The Portland Trail Blazers and Los Angeles Lakers both took the floor on Wednesday night without franchise-defining superstars. What proved the biggest difference in the Blazers' third straight loss? Los Angeles has another one.

Portland fell to the Lakers 99-94 at Crypto.com Arena, missing Damian Lillard more than ever with its starting backcourt struggling from the opening tip and Anthony Davis taking over as the outcome hung in the balance late. Davis had 30 points, 15 rebounds and three blocks on 10-of-18 shooting, willing the Lakers — missing LeBron James for a fourth straight game — to victory by scoring the game's next six points once the Blazers tied the score with 2:44 remaining.

“Obviously, AD. was tough to control,” Chauncey Billups said.

Norman Powell scored a team-high 30 points and hit five triples for Portland, saving his best outing since returning from injury last week for his Southern California homecoming.  The UCLA product drained back-to-back triples from the left side of the floor in crunch time, knotting the score at 89-89.

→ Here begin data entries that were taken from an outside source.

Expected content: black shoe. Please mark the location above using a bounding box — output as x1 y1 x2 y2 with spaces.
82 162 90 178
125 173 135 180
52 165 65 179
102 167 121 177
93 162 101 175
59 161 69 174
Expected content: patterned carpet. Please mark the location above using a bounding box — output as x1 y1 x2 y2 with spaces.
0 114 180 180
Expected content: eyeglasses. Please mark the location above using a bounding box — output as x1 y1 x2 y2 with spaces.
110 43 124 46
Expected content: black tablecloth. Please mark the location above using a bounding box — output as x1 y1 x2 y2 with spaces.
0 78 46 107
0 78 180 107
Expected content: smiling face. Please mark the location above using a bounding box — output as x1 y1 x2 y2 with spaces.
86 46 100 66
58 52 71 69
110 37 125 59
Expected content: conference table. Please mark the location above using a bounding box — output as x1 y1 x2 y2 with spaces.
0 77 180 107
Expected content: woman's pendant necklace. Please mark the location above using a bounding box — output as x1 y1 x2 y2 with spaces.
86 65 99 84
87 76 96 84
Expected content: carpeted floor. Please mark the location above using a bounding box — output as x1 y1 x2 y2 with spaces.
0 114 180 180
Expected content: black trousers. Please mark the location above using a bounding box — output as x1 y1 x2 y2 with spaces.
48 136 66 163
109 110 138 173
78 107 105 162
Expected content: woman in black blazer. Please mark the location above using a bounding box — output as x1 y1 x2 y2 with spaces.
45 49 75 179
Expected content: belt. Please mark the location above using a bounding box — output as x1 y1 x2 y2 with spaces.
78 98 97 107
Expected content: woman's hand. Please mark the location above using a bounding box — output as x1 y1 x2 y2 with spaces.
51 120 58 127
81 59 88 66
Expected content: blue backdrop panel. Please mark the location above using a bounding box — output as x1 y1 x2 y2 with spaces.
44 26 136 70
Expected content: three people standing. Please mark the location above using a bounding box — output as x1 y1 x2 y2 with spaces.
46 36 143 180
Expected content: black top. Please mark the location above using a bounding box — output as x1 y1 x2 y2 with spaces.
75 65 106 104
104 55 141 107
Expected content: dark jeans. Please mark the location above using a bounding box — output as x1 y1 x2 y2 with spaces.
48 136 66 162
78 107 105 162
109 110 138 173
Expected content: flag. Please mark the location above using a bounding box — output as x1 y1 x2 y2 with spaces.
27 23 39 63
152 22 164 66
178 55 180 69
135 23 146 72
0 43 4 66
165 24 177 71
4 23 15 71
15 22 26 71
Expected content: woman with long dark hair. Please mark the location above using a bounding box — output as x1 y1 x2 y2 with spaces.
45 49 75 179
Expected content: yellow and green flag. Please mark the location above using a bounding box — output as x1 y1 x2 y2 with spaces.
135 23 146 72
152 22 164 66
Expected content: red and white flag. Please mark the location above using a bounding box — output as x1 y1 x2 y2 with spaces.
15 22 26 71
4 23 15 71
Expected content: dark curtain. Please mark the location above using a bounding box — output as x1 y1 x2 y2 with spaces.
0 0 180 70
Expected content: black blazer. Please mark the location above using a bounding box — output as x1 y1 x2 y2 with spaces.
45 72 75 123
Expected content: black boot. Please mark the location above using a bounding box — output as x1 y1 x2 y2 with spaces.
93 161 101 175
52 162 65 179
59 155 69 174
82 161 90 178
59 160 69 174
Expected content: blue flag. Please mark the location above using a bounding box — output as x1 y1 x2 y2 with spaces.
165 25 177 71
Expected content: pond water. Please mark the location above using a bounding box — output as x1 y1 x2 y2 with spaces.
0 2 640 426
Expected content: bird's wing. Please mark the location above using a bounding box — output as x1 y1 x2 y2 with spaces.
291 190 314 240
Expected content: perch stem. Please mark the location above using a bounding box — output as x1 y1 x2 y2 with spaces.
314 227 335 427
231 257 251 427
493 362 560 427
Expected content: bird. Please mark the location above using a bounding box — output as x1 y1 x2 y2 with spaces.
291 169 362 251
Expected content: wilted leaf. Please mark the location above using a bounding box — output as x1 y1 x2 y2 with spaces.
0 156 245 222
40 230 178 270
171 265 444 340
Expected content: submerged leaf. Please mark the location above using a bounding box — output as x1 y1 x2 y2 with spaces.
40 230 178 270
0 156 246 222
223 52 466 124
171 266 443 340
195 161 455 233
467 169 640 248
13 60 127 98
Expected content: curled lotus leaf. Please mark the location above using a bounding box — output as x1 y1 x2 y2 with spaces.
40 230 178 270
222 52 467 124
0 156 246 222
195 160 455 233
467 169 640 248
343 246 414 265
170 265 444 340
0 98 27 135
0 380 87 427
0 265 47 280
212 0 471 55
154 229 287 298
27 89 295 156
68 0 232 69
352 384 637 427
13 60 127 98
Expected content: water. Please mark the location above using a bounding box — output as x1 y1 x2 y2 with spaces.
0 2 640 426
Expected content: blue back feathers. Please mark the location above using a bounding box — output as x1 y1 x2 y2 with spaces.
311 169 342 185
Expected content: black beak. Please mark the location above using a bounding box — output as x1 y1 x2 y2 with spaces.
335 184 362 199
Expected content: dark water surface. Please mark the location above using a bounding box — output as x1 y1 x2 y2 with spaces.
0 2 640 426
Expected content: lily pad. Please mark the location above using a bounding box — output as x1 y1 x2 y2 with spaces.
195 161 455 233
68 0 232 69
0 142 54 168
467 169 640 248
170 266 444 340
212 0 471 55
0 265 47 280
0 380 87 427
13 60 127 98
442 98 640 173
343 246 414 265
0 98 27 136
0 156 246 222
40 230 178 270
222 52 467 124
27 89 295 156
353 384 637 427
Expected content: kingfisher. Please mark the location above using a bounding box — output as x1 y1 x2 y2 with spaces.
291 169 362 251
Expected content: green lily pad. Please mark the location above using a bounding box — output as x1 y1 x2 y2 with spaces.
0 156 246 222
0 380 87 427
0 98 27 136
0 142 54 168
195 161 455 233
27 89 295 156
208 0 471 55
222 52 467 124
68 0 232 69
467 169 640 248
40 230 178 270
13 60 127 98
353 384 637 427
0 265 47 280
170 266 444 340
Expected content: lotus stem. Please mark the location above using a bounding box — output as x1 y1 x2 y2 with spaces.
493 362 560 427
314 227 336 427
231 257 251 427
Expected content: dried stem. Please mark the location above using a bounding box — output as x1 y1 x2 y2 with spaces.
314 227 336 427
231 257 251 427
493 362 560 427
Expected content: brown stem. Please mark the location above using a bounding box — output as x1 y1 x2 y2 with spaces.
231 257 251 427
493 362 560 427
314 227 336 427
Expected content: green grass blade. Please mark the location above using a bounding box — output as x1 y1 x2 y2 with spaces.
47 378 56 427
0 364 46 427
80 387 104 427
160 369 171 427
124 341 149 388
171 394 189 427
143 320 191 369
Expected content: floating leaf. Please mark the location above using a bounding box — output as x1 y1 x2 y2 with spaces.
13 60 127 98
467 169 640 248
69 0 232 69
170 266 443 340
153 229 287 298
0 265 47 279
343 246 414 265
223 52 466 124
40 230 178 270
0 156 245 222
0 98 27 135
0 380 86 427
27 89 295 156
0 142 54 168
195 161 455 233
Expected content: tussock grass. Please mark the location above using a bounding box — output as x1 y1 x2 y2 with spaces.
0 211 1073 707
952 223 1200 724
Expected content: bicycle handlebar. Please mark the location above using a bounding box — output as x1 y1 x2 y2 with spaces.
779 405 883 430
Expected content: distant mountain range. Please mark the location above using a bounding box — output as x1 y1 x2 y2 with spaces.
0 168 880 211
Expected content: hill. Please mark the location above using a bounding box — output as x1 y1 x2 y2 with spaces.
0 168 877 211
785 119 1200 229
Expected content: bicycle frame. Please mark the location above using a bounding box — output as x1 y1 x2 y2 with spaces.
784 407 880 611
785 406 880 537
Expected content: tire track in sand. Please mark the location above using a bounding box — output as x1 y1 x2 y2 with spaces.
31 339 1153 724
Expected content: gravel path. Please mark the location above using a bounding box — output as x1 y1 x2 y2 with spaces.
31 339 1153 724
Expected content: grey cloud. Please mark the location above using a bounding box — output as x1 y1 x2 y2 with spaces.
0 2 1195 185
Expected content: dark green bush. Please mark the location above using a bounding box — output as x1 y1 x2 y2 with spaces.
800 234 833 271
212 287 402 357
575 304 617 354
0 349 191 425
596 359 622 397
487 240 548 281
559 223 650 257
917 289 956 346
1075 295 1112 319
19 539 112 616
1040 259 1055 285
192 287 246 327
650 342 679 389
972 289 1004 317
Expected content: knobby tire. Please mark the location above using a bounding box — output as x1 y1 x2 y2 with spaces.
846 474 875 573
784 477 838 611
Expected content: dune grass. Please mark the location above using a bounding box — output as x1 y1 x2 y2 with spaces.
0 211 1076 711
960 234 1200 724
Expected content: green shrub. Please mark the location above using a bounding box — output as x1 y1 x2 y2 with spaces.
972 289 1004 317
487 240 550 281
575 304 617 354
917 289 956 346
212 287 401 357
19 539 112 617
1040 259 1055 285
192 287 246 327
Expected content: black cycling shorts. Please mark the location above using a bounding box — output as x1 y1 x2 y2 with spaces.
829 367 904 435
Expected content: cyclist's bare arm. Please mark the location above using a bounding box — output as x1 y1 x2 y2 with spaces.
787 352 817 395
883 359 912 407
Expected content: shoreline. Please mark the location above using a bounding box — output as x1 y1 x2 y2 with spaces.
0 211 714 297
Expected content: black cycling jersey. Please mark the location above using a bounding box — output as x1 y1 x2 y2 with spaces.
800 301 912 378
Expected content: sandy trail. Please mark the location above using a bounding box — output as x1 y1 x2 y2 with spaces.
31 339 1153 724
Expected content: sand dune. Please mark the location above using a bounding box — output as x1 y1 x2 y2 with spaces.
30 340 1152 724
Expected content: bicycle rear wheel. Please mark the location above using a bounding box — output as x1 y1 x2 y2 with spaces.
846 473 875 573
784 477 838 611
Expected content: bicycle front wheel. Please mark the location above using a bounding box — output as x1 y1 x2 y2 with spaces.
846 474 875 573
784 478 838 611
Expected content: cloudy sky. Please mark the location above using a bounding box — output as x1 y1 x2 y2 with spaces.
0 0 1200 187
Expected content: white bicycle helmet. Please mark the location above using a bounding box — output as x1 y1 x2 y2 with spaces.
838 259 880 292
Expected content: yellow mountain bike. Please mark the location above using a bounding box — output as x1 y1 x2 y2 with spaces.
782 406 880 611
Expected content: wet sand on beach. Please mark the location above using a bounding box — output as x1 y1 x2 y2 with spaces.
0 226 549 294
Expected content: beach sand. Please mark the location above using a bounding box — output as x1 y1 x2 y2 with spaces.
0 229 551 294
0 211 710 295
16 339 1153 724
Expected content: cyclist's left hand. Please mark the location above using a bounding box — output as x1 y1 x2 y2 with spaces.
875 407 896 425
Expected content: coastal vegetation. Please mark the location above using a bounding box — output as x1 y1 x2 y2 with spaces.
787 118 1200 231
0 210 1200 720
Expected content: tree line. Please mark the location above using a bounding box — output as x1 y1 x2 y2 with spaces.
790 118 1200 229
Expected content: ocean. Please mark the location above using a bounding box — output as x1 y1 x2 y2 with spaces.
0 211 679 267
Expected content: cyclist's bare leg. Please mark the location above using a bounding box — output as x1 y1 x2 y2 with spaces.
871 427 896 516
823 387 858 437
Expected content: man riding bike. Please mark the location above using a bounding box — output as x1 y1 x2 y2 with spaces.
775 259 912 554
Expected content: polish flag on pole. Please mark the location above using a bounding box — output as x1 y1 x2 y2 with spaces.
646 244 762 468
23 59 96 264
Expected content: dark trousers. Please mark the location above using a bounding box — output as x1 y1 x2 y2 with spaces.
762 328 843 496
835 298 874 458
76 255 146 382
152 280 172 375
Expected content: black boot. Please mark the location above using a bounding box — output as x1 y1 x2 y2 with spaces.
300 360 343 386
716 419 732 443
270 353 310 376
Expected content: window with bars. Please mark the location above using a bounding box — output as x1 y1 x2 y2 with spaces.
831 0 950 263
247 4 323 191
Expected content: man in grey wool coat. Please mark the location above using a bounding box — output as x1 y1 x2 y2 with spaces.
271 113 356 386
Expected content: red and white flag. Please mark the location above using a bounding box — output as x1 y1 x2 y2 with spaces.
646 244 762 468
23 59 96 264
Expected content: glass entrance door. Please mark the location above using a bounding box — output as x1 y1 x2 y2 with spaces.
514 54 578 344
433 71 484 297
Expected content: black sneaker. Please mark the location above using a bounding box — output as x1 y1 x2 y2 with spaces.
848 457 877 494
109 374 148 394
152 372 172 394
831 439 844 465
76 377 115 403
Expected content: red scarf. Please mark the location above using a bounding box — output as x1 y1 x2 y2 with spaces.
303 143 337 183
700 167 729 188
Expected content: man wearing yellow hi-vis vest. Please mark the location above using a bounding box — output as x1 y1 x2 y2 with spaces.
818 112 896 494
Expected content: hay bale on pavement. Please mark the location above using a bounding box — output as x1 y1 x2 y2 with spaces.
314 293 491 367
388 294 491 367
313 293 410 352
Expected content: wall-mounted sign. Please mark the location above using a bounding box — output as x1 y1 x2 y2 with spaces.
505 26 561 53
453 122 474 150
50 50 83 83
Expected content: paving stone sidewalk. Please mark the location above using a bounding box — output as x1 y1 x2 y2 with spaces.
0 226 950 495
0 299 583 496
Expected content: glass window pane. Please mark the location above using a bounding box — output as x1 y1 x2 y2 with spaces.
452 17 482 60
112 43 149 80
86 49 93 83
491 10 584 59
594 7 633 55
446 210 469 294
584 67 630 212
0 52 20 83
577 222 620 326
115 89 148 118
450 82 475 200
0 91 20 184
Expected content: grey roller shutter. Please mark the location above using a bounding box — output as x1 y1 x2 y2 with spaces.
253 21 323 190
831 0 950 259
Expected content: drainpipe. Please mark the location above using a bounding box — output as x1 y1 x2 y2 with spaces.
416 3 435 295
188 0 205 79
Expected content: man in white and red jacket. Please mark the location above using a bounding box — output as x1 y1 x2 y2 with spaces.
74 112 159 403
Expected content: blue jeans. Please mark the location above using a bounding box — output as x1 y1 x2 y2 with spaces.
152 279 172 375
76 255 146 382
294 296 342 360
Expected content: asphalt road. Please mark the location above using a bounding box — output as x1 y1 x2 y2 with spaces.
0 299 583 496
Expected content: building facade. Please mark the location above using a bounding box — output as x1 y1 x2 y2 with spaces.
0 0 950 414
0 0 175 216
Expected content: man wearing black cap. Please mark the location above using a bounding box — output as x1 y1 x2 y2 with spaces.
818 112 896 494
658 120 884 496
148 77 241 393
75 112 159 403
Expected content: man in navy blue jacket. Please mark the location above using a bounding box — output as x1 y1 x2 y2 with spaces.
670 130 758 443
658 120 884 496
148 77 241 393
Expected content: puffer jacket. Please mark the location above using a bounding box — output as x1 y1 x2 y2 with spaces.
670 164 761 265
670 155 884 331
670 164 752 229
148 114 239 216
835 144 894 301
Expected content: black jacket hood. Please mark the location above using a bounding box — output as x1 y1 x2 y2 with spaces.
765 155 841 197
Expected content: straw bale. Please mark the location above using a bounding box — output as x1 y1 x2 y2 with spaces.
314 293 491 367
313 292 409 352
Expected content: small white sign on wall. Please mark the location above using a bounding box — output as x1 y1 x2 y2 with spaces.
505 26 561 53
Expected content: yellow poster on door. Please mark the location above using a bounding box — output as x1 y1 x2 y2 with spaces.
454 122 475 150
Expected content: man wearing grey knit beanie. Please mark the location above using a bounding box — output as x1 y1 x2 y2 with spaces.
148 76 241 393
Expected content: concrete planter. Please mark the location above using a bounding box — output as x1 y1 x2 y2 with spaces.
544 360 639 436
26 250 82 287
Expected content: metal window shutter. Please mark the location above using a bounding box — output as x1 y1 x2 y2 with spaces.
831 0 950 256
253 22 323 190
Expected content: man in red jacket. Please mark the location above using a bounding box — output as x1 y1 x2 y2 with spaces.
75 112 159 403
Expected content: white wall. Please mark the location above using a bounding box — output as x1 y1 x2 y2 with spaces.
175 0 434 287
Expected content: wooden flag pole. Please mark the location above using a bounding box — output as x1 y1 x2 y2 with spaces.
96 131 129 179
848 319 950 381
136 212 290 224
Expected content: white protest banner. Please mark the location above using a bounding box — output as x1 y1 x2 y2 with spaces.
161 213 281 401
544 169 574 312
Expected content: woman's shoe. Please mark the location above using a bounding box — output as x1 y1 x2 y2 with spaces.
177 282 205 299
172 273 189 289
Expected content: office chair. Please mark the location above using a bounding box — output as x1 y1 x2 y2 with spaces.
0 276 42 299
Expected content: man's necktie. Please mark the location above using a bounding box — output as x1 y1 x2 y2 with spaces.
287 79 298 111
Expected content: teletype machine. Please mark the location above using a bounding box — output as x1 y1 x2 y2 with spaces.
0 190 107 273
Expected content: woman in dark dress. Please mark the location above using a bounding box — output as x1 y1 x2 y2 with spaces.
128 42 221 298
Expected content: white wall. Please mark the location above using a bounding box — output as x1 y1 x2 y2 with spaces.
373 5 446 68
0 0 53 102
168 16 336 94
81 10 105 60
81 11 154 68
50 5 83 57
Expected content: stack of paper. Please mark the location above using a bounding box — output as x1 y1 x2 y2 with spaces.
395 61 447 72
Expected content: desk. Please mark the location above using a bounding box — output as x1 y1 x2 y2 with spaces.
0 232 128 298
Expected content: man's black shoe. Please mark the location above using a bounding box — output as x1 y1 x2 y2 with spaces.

“Norman was really good,” Billups said. “Was able to get downhill, finish at the basket. Obviously, knocked down some really big threes for us. He was the one guy that really had it going, and we did a good job of finding him.”

Anfernee Simons and CJ McCollum combined for 34 points on 35 shots, though, inefficiency indicative of the Blazers' even more dire team-wide shooting struggles. Jusuf Nurkic needed 15 shots to score 16 points, and Robert Covington — who otherwise stuffed the stat sheet — went scoreless while missing all eight of his field goal attempts.

Portland's 35.7% shooting overall is its third-worst mark of 2021-22, per NBA.com/stats, and comes after making a season-low seven 3-pointers in Monday's loss to the Oklahoma City Thunder. Still, Billups remains pleased with his team's process offensively.

“The one thing you can't control in this league is shotmaking. One thing that you can control is the quality of shots that you get, and I feel good about the quality of shots that we've gotten,” he said. “I'm encouraged, I really am. I'm encouraged that we're still playing the right basketball. You gotta make shots in this league to give yourself a chance to win.”

The Blazers' third loss in four days pushes them to 21-31, just one and a half games up on the New Orleans Pelicans for the final spot in the Western Conference play-in tournament. Powell's reaction to his team's recent performance isn't as glass-half-full as his coach's.

“Definitely not what we wanted, just to get one game,” he said of the Blazers' 1-3 road trip. “We were definitely looking at more. Gotta tighten up when we get home.”